Reputation: 129
Hi I have a pandas dataframe column which I need to set as numeric.
First I need to remove the 'M' (for millions) from the data. Then I can use to_numeric function. But the end result seems to just be a series of NaN's. Looking further into it, the numeric method isn't working because the column still contains an 'M" - hence the replace method isn't working.

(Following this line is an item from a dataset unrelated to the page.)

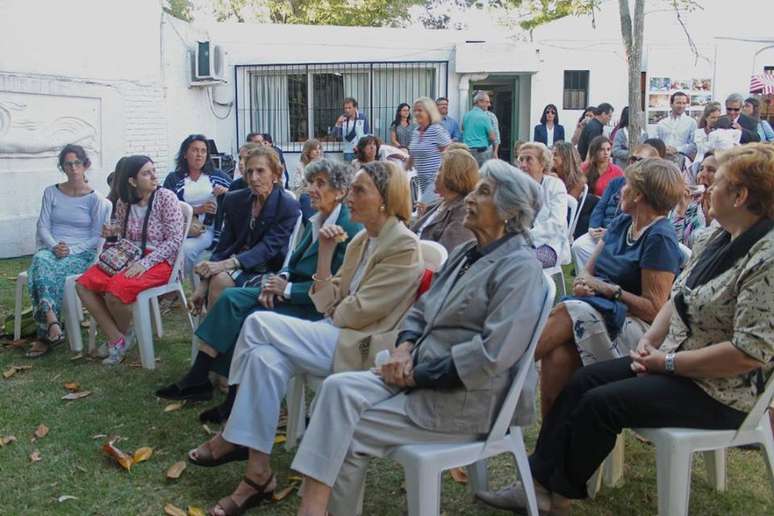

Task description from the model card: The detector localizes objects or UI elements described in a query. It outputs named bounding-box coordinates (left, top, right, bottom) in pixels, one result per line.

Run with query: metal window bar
left=234, top=61, right=449, bottom=152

Why is the replace method not removing the 'M'?
#!/usr/local/bin/python3
import requests
import pandas as pd
headers = {'User-Agent': 'Mozilla/5.0 (Windows NT 10.0; Win64; x64; rv:74.0) Gecko/20100101 Firefox/74.0'}
url = 'https://www.sharesoutstandinghistory.com/ivv/'
r = requests.get(url, headers=headers)
df = pd.read_html(r.content, header =0)[1]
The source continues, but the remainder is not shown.